Depuis le 1er janvier 2013, les partenaires conservent en principe leur nom, mais ils ou elles peuvent aussi choisir de porter comme nom commun le nom de célibataire de l’un-e ou de l’autre.
Lorsque le partenariat a été enregistré avant le 1er janvier 2013, les partenaires peuvent déclarer vouloir porter comme nom commun le nom de célibataire de l’un-e ou de l’autre. Cette déclaration doit être effectuée avant le 31 décembre 2013 auprès de l’arrondissement de l’état civil de leur choix.
Les partenaires étrangers peuvent déclarer à l’officier de l’état civil qu’ils ou elles souhaitent que leur nom soit régi par leur droit national (art. 37 al. 2 de la Loi fédérale sur le droit international privé; LDIP RS 291).

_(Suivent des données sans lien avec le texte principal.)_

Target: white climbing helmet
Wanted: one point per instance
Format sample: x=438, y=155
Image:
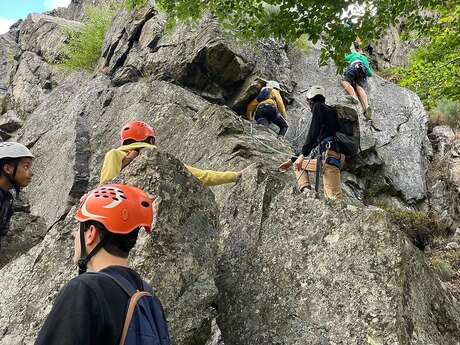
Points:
x=272, y=84
x=316, y=90
x=14, y=150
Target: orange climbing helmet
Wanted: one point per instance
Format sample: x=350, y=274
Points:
x=138, y=131
x=120, y=208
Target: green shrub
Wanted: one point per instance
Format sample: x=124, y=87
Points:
x=84, y=47
x=448, y=112
x=135, y=4
x=302, y=45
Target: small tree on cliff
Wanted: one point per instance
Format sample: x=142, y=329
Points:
x=289, y=19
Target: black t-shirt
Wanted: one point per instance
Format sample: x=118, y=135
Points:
x=89, y=310
x=324, y=123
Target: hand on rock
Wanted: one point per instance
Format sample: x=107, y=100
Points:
x=298, y=163
x=285, y=166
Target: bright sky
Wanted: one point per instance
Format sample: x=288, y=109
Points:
x=12, y=10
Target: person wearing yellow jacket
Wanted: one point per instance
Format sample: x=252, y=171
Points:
x=268, y=107
x=137, y=135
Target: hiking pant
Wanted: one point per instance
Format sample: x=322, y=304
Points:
x=355, y=76
x=332, y=181
x=266, y=114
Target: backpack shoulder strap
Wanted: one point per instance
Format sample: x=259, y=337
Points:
x=129, y=314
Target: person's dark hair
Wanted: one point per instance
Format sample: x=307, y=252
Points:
x=317, y=99
x=149, y=140
x=115, y=244
x=11, y=161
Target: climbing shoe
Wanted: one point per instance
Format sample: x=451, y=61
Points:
x=368, y=112
x=352, y=99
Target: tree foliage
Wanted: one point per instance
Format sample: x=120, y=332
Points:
x=84, y=46
x=289, y=19
x=434, y=69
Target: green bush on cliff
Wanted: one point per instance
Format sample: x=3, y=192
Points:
x=434, y=69
x=83, y=50
x=135, y=4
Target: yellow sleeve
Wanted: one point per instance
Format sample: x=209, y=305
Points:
x=280, y=103
x=112, y=165
x=213, y=178
x=250, y=109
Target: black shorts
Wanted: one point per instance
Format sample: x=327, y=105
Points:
x=353, y=75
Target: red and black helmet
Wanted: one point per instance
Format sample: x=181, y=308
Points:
x=120, y=208
x=137, y=131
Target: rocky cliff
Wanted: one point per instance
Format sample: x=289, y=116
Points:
x=255, y=261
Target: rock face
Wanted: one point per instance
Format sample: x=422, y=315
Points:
x=444, y=178
x=293, y=275
x=392, y=51
x=178, y=258
x=273, y=266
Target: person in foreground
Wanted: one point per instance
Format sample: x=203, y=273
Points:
x=91, y=309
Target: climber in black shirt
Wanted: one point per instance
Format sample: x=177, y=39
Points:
x=91, y=308
x=15, y=173
x=322, y=134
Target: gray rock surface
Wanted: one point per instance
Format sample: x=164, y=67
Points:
x=178, y=258
x=391, y=50
x=32, y=83
x=10, y=122
x=9, y=53
x=45, y=35
x=273, y=266
x=297, y=270
x=26, y=231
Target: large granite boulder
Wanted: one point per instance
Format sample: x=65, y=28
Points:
x=32, y=83
x=45, y=35
x=9, y=53
x=297, y=270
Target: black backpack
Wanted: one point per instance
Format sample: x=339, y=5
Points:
x=264, y=94
x=145, y=322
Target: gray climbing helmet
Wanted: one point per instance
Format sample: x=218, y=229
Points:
x=14, y=150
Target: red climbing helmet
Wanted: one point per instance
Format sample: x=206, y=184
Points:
x=137, y=130
x=120, y=208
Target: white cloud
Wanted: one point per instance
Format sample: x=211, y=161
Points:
x=5, y=24
x=51, y=4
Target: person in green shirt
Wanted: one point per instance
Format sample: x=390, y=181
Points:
x=355, y=79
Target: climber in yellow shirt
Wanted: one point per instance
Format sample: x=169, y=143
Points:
x=136, y=135
x=268, y=107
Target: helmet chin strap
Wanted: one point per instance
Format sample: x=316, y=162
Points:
x=84, y=258
x=12, y=178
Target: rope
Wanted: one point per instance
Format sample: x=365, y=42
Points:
x=310, y=156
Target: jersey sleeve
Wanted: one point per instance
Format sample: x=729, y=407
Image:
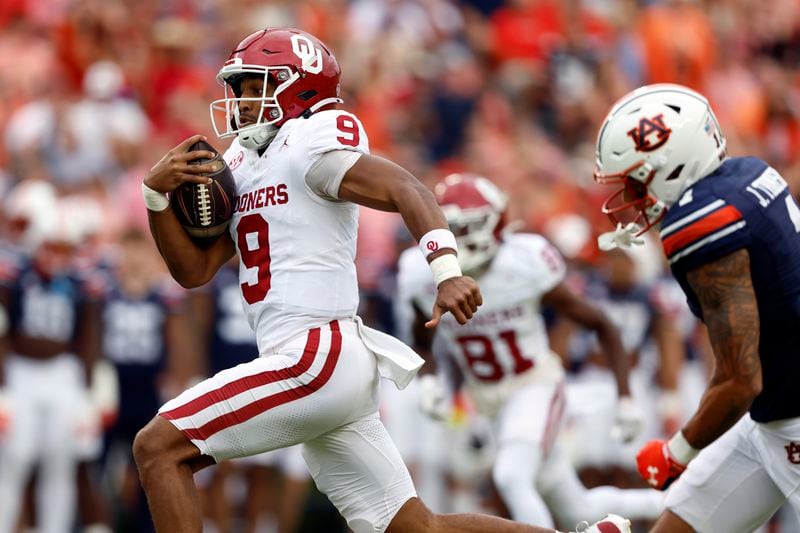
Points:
x=542, y=264
x=327, y=132
x=703, y=231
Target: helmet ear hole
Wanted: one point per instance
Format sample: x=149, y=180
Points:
x=675, y=173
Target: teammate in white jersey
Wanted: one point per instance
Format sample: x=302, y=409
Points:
x=509, y=371
x=301, y=165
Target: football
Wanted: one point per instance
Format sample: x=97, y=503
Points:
x=205, y=210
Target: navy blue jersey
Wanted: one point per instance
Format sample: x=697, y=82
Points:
x=747, y=204
x=43, y=307
x=134, y=339
x=232, y=339
x=630, y=310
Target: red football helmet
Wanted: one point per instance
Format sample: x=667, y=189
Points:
x=303, y=71
x=476, y=211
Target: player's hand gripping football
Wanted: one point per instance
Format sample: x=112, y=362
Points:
x=460, y=295
x=176, y=167
x=657, y=465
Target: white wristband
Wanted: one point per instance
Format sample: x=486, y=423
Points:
x=154, y=200
x=437, y=239
x=445, y=267
x=680, y=449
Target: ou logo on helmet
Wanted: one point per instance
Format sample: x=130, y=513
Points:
x=310, y=56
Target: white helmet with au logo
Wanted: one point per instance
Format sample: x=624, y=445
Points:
x=656, y=142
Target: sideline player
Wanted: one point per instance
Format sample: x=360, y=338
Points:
x=729, y=227
x=510, y=373
x=47, y=417
x=301, y=166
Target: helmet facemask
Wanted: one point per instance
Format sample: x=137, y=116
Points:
x=656, y=142
x=269, y=114
x=633, y=202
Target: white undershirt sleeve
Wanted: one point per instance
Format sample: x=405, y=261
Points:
x=325, y=175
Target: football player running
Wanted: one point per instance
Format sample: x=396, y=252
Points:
x=729, y=227
x=510, y=373
x=301, y=166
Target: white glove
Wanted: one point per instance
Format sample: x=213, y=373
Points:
x=611, y=523
x=433, y=400
x=628, y=421
x=621, y=237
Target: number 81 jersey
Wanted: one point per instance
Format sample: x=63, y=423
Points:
x=296, y=248
x=505, y=344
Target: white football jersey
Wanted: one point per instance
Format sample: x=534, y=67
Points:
x=296, y=249
x=505, y=343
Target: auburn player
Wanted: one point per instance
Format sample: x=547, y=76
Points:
x=145, y=336
x=509, y=371
x=47, y=417
x=729, y=228
x=301, y=166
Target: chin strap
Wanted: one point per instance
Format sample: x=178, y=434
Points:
x=323, y=103
x=620, y=237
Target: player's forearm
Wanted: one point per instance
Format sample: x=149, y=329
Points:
x=418, y=207
x=722, y=405
x=730, y=311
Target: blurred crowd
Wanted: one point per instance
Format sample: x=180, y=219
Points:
x=93, y=92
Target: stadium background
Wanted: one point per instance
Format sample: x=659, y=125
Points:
x=93, y=92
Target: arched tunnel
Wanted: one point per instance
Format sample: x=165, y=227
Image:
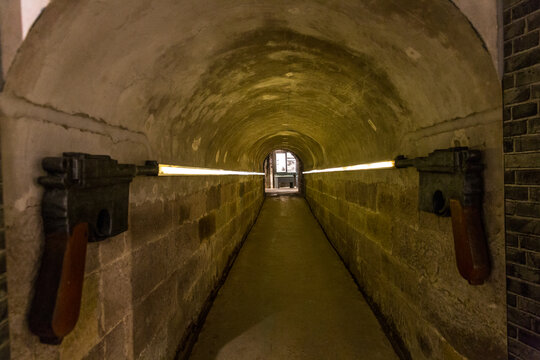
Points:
x=220, y=85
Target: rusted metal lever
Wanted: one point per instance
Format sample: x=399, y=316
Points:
x=86, y=199
x=451, y=185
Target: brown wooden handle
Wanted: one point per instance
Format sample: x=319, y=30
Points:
x=470, y=243
x=57, y=299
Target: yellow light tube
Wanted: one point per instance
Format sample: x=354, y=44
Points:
x=173, y=170
x=371, y=166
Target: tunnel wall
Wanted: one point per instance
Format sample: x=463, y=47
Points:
x=522, y=176
x=403, y=259
x=143, y=289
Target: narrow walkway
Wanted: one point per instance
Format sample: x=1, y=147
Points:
x=288, y=296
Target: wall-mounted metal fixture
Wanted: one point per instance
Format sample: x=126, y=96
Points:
x=451, y=185
x=86, y=199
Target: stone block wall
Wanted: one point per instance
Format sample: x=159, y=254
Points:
x=521, y=86
x=403, y=260
x=144, y=289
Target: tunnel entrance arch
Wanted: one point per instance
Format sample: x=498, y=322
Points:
x=188, y=116
x=283, y=173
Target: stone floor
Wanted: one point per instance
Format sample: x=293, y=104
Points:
x=288, y=296
x=280, y=191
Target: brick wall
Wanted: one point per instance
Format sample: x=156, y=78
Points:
x=4, y=329
x=521, y=86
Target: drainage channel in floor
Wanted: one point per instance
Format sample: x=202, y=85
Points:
x=288, y=296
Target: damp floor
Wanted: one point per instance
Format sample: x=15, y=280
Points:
x=289, y=296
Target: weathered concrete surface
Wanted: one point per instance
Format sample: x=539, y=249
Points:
x=143, y=288
x=338, y=89
x=220, y=84
x=288, y=296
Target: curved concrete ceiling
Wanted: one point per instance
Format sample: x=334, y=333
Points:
x=221, y=84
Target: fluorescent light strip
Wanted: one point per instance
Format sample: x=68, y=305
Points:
x=378, y=165
x=173, y=170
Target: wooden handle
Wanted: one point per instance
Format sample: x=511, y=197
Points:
x=469, y=243
x=57, y=300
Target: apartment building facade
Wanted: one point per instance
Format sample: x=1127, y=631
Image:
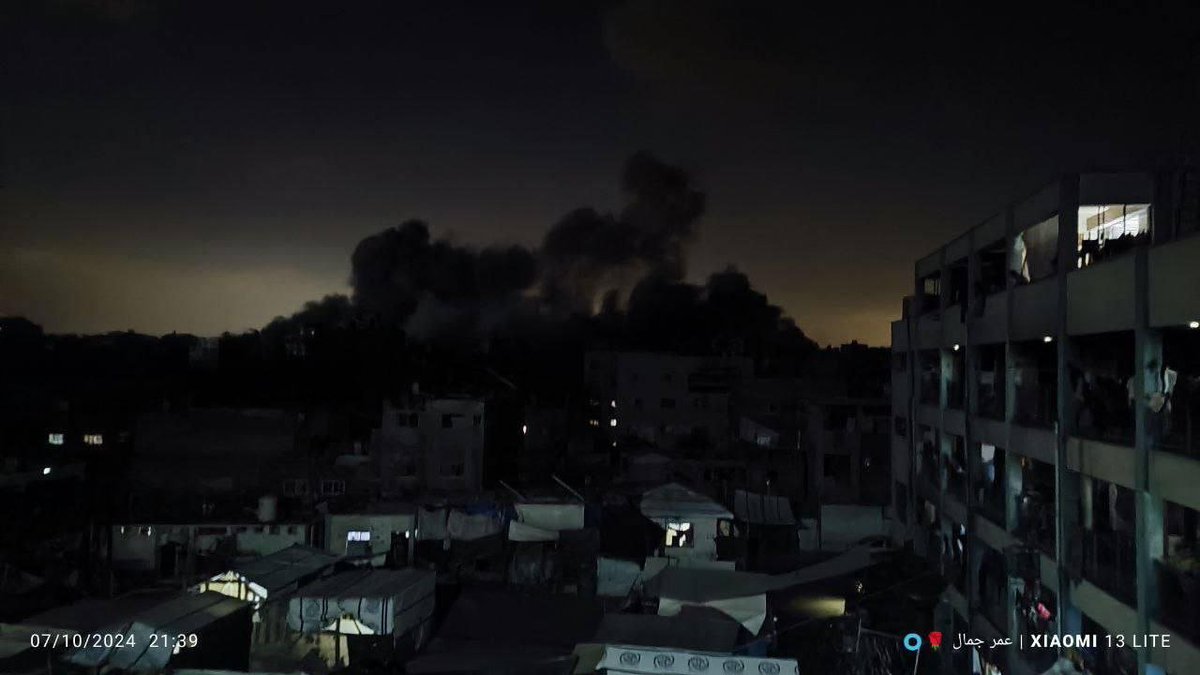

A partir du 1er janvier 2011, l’article 98 alinéa 4 du code civil prévoit que «les fiancés qui ne sont pas citoyens suisses doivent établir la légalité de leur séjour en Suisse au cours de la procédure préparatoire du mariage ou du partenariat». Cette disposition est également applicable à tous les dossiers en cours au 31 décembre 2010. A défaut de titre de séjour valable l’office de l’état civil se verra contraint de refuser d’enregistrer un partenariat.
La désignation officielle est «lié par un partenariat enregistré», respectivement «partenariat dissous» après la dissolution judiciaire du partenariat ou le décès d’un partenaire.
L’état civil doit toujours être indiqué dans les formules officielles et dans la correspondance avec les autorités.
Le partenariat enregistré reste sans effet sur le droit de cité.
En ce qui concerne l’acquisition de la nationalité suisse par le partenaire étranger, la loi ne prévoit pas la possibilité d’obtenir la naturalisation suisse de manière facilitée comme c’est le cas pour le conjoint étranger d’une personne suisse.